Performance Evaluation¶

query	timing (s)
`Call(Name("len"))`	0.025985
`BinOp(op=Add() \\| Sub())`	0.030508
`Try(handlers=LEN(min=3, max=5))`	0.033486
`BinOp(left=Constant(), right=Constant())`	0.146516
`FunctionDef(f"run_%", returns = not None)`	0.0216
`ClassDef(body=[Assign(), *..., FunctionDef()])`	0.28737

Analysis¶

There are 2 major points that cost nearly %95 of the whole query operation. The first, and the obvious point is the actually running the query in the database. There are a couple points that Reizc an do to optimize this step, including trying to generate the best possible query while being in a linear motion (for supporting constructs like reference variables). The code generator (reiz.reizql.compiler) went through a couple major refactors for performance reasons (e.g #12). Also there is a simple/naive AST optimization pass on the IR (EdgeQL) itself.

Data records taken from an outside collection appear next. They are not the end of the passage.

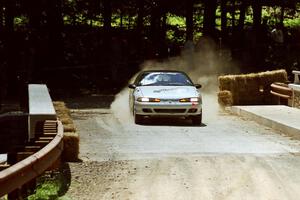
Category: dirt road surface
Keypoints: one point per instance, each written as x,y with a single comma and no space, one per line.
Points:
227,157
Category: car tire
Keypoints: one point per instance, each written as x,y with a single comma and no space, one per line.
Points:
138,119
197,120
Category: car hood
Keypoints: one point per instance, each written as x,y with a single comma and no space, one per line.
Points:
168,91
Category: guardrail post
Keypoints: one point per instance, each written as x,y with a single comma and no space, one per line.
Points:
296,79
40,107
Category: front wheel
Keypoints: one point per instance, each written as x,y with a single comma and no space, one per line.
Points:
197,119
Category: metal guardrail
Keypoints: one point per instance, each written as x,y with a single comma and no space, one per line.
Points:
282,91
31,167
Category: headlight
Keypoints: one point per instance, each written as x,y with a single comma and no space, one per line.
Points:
146,99
192,99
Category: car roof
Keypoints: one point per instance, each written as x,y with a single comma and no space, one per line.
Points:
162,70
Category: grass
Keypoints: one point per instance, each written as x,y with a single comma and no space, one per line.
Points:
50,188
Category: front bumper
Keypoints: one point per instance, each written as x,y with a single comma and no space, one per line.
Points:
167,108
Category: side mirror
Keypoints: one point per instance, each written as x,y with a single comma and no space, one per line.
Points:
132,86
198,86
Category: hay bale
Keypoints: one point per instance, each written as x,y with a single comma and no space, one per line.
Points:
71,147
251,89
225,98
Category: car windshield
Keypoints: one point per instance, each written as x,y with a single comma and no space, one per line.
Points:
164,79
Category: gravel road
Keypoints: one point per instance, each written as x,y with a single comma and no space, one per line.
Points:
227,157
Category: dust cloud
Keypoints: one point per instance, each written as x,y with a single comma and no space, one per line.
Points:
203,62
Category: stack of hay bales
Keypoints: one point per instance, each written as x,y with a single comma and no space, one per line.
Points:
71,138
249,89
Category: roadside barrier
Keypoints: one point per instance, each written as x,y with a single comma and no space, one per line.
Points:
13,178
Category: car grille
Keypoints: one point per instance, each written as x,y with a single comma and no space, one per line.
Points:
170,110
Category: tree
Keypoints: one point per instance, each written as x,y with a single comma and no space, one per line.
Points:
209,21
189,19
224,17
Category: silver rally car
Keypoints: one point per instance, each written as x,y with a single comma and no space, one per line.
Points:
165,93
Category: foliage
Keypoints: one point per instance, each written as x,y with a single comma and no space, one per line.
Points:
49,188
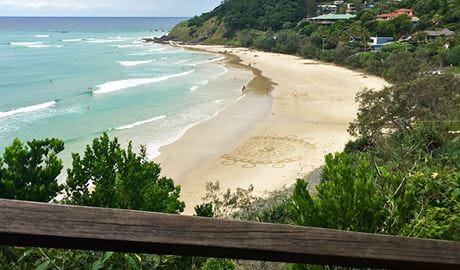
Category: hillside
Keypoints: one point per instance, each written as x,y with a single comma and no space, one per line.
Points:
280,26
226,21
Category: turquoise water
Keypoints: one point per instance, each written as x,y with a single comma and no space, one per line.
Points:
75,78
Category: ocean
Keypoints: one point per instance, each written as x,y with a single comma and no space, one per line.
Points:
75,78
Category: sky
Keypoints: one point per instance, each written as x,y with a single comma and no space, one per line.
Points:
135,8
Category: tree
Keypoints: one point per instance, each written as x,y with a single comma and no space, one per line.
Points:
31,170
346,198
434,98
109,176
453,56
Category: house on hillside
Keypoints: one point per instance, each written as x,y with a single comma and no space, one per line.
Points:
378,42
329,19
351,8
327,9
396,13
442,33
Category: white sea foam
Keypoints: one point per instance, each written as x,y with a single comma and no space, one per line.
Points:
109,87
25,44
160,49
126,46
72,40
28,109
93,40
134,63
203,82
34,45
140,123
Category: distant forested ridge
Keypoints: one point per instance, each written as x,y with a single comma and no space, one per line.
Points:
281,26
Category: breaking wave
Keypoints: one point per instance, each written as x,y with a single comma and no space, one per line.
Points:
140,123
28,109
113,86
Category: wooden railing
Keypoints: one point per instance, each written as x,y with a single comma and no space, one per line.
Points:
76,227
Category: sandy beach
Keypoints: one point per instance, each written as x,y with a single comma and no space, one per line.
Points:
268,139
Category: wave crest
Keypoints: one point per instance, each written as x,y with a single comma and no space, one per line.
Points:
140,123
113,86
134,63
28,109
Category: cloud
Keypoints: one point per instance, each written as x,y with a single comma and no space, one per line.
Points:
105,7
50,4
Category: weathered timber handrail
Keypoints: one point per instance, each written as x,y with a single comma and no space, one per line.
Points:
76,227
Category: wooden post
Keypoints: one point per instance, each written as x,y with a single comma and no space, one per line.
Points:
76,227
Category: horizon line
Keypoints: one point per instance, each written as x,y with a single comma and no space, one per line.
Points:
95,16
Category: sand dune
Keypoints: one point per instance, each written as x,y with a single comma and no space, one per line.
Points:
268,140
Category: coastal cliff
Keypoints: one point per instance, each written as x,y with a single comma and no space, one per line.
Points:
231,21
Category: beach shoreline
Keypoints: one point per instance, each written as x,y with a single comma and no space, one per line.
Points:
268,140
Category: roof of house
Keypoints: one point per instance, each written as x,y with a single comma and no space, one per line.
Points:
395,13
333,17
443,32
404,10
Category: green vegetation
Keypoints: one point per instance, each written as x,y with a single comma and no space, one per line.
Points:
106,176
400,176
279,26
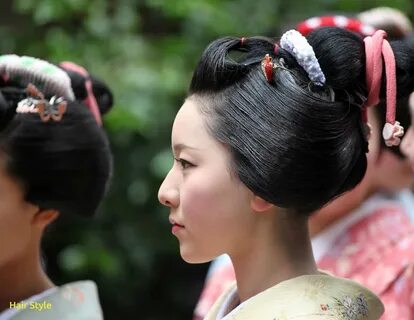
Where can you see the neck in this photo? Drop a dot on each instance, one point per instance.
(23, 278)
(266, 263)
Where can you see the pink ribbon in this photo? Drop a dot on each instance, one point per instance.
(377, 50)
(90, 100)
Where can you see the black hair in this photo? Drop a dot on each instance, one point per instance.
(295, 144)
(64, 165)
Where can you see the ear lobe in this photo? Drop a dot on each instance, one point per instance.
(260, 205)
(44, 217)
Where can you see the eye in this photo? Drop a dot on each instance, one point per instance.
(184, 163)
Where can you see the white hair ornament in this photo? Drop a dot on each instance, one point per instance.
(297, 45)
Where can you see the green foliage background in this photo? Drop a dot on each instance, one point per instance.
(145, 50)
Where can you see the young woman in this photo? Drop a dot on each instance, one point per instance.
(343, 226)
(54, 160)
(260, 146)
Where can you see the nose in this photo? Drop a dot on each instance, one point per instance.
(168, 194)
(407, 145)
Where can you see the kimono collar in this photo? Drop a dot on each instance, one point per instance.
(310, 297)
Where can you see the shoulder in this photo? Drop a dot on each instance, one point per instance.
(315, 297)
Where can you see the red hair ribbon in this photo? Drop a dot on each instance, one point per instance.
(343, 22)
(377, 50)
(90, 100)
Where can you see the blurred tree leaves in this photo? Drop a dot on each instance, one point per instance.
(145, 50)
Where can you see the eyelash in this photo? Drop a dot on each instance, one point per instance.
(184, 163)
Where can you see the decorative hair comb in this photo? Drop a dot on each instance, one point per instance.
(36, 103)
(297, 45)
(50, 79)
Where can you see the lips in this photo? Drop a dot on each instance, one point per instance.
(175, 223)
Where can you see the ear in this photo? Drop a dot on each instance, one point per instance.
(43, 217)
(259, 204)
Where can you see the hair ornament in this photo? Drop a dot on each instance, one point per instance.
(25, 70)
(267, 67)
(36, 103)
(297, 45)
(378, 52)
(339, 21)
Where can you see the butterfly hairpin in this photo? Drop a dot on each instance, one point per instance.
(36, 103)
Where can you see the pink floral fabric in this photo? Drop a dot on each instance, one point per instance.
(377, 252)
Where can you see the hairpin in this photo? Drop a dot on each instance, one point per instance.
(267, 67)
(36, 103)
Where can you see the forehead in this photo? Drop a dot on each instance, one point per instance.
(189, 125)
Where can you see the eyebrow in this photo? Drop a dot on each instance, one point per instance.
(180, 146)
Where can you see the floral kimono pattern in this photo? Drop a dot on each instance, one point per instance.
(376, 251)
(310, 297)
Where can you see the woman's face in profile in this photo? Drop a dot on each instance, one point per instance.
(209, 207)
(15, 219)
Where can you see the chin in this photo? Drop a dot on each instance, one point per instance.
(194, 258)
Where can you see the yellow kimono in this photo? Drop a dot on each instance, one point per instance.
(72, 301)
(309, 297)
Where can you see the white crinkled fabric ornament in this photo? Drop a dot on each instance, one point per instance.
(297, 45)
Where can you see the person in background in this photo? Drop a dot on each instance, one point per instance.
(55, 160)
(380, 198)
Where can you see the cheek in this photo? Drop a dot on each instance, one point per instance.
(201, 197)
(15, 232)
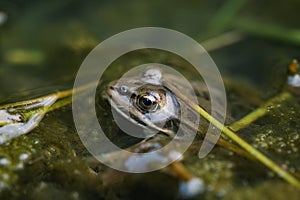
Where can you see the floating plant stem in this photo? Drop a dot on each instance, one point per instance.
(242, 143)
(274, 32)
(259, 112)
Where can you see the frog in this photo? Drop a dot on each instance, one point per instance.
(148, 104)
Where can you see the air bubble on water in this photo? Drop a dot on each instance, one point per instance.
(4, 162)
(294, 136)
(281, 145)
(278, 105)
(23, 156)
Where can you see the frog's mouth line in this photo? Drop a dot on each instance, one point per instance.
(134, 116)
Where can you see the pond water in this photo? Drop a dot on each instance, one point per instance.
(43, 45)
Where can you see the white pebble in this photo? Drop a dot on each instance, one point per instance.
(191, 188)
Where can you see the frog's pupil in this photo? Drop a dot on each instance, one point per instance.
(146, 101)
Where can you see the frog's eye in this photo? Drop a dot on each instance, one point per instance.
(123, 90)
(147, 103)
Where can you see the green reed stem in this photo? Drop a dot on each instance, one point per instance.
(259, 112)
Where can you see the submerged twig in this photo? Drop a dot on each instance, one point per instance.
(268, 31)
(242, 143)
(259, 112)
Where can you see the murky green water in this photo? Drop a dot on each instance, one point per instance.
(42, 47)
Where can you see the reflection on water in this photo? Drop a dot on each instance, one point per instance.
(42, 47)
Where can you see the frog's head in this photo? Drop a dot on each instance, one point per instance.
(143, 99)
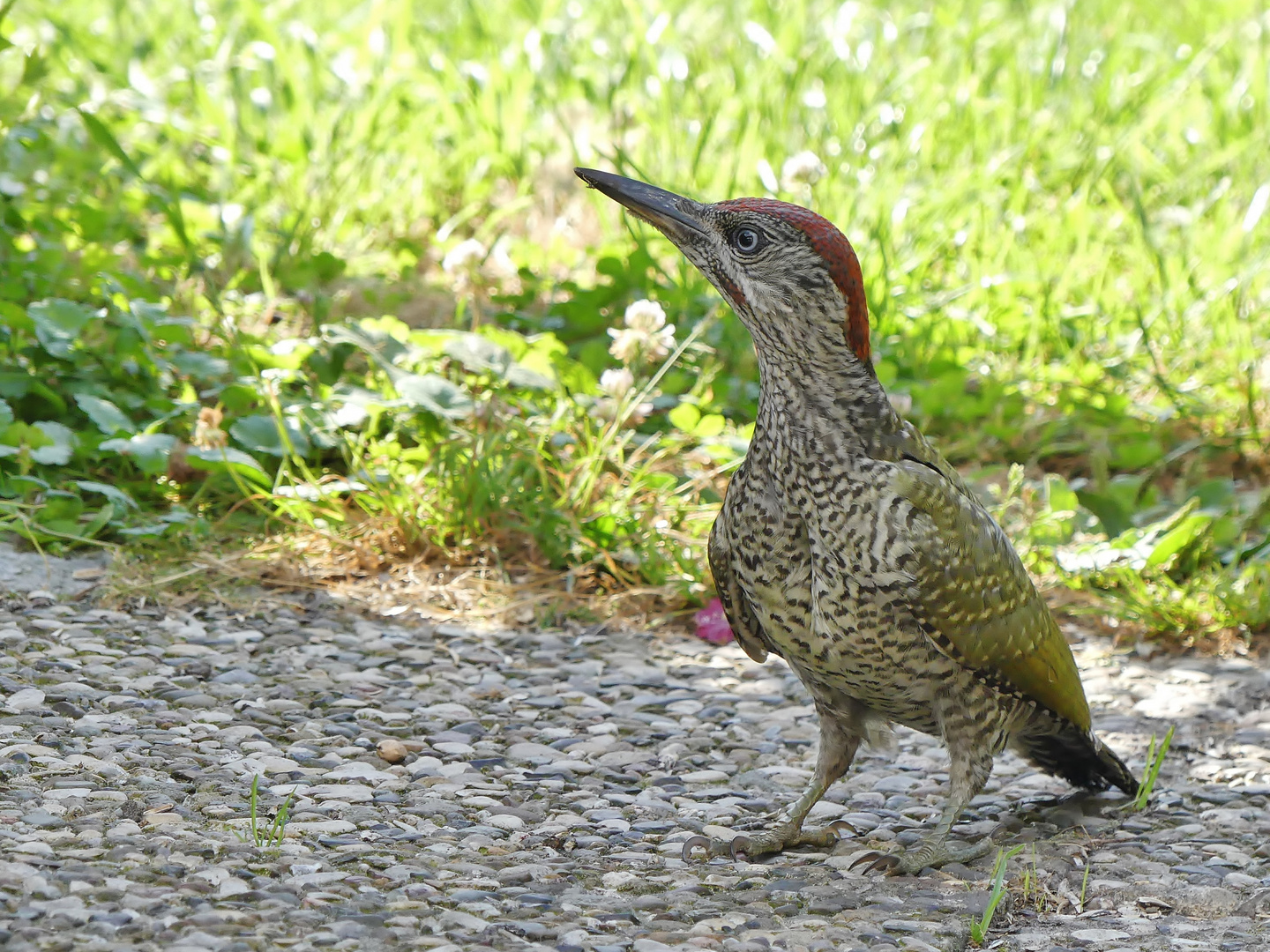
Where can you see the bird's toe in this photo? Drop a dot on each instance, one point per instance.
(698, 842)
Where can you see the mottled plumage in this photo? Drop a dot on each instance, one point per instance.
(848, 546)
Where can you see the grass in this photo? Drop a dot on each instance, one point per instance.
(979, 926)
(272, 834)
(1061, 212)
(1151, 773)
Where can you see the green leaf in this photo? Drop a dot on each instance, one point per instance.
(432, 392)
(710, 426)
(104, 415)
(684, 417)
(113, 493)
(221, 460)
(58, 324)
(14, 385)
(367, 337)
(106, 138)
(1177, 539)
(260, 435)
(149, 450)
(478, 354)
(199, 366)
(60, 446)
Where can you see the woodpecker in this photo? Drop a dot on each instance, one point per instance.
(848, 545)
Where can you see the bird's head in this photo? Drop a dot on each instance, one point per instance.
(790, 274)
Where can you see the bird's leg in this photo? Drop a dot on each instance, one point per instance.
(967, 776)
(839, 744)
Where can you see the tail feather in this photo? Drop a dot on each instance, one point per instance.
(1079, 758)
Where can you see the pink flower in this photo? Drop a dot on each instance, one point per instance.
(713, 623)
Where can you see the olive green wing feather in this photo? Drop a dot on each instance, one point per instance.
(975, 597)
(741, 616)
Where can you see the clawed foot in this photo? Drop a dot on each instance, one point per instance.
(929, 854)
(785, 837)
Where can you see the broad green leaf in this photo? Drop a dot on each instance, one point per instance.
(58, 324)
(199, 366)
(436, 394)
(1181, 536)
(104, 415)
(61, 443)
(709, 426)
(684, 417)
(113, 493)
(478, 354)
(521, 376)
(60, 504)
(14, 385)
(383, 346)
(149, 450)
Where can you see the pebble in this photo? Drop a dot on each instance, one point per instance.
(452, 787)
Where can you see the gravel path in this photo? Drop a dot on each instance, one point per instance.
(530, 790)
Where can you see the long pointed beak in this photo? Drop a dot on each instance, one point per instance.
(666, 211)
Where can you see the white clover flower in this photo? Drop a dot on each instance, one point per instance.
(646, 334)
(462, 257)
(616, 383)
(803, 169)
(644, 315)
(626, 344)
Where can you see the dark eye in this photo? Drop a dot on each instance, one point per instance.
(747, 240)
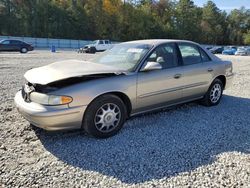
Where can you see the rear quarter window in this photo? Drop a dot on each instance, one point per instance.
(190, 54)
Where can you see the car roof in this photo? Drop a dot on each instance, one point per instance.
(156, 42)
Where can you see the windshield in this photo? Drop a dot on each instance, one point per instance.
(241, 49)
(124, 56)
(93, 42)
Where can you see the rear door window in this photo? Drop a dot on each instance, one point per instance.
(190, 54)
(15, 42)
(6, 42)
(204, 56)
(165, 55)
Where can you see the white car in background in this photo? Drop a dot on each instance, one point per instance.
(96, 46)
(243, 51)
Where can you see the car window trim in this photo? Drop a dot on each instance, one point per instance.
(191, 44)
(141, 64)
(201, 50)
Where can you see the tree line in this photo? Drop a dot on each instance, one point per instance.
(122, 20)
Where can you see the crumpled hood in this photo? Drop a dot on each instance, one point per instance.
(66, 69)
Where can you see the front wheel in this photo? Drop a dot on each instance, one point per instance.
(214, 93)
(105, 116)
(24, 50)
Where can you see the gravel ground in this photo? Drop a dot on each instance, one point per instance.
(187, 146)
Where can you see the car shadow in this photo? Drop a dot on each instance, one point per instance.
(158, 145)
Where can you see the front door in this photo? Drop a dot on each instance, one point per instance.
(158, 88)
(197, 70)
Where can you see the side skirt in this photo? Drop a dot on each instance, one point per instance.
(164, 107)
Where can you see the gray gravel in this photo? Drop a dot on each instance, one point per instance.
(186, 146)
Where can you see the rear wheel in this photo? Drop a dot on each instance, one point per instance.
(24, 50)
(214, 93)
(105, 116)
(92, 50)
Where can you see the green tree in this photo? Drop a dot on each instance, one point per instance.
(187, 20)
(247, 38)
(212, 24)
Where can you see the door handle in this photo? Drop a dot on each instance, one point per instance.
(177, 76)
(210, 70)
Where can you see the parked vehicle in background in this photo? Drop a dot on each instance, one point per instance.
(208, 47)
(217, 50)
(131, 78)
(243, 51)
(96, 46)
(15, 45)
(231, 50)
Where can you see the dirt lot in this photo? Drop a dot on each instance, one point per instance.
(187, 146)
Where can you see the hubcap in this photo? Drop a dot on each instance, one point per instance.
(107, 117)
(215, 93)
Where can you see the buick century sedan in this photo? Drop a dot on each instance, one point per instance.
(129, 79)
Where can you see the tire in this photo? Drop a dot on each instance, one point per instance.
(214, 93)
(92, 50)
(105, 116)
(23, 50)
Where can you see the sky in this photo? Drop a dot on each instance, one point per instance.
(226, 5)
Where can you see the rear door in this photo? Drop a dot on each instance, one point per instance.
(5, 45)
(197, 70)
(101, 45)
(158, 88)
(15, 45)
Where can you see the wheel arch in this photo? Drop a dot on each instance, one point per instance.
(222, 78)
(119, 94)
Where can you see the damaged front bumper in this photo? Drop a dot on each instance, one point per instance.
(61, 117)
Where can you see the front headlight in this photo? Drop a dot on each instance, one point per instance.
(45, 99)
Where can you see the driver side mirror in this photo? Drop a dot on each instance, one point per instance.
(151, 65)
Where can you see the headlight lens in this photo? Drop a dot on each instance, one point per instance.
(50, 99)
(59, 100)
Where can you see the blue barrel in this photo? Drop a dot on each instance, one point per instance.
(53, 48)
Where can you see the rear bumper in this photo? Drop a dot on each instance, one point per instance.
(50, 117)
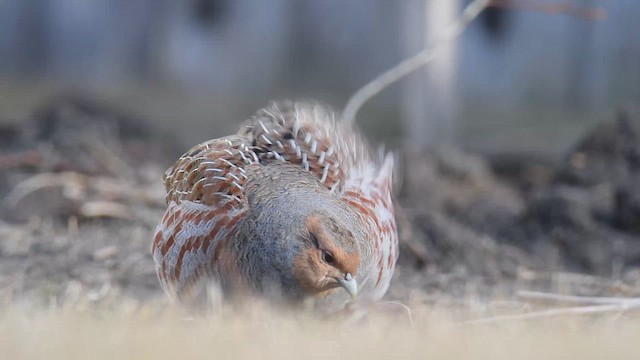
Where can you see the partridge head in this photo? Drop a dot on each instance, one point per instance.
(294, 208)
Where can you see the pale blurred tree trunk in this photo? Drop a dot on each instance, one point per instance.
(429, 98)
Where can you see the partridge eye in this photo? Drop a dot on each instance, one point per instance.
(327, 257)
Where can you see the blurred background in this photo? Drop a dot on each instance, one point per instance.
(530, 120)
(529, 79)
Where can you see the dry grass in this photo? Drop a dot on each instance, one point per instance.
(145, 332)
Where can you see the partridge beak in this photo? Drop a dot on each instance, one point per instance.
(350, 284)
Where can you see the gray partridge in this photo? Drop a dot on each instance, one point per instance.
(295, 206)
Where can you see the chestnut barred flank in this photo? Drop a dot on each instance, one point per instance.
(295, 201)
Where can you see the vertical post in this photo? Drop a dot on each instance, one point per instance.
(429, 99)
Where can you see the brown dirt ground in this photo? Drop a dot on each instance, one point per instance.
(80, 196)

The second part is the actually retrieving the code snippets from the disk itself. We already store a lot of metadata (like start/end positions, github project etc.) but the actual ‘source’ is still on the disk. So after retrieving the filenames from the query, we simply go and read those files and get the related segments. This is an area that is open to more optimizations (we could statically determine the byte-range and only fetch it, we could parallelize this for multiple matches [the default resultset come with 10 matches], …), though these won’t have the same effects as in getting a better speed in the DB.

Of course alongside these, there have been tons of ways to optimize postgresql itself for different workloads, though it is outside of the Reiz project.

Setup¶

Machine;


provider	digital ocean
service type	droplet (basic plan)
cpu	(shared) 2vCPU
ram	2GB
disk	regular SSD (not NVME)

IndexDB;


total files	53k
total AST nodes	17 521 894

Benchmark script is present at the source checkout (scripts/benchmark_doc.py).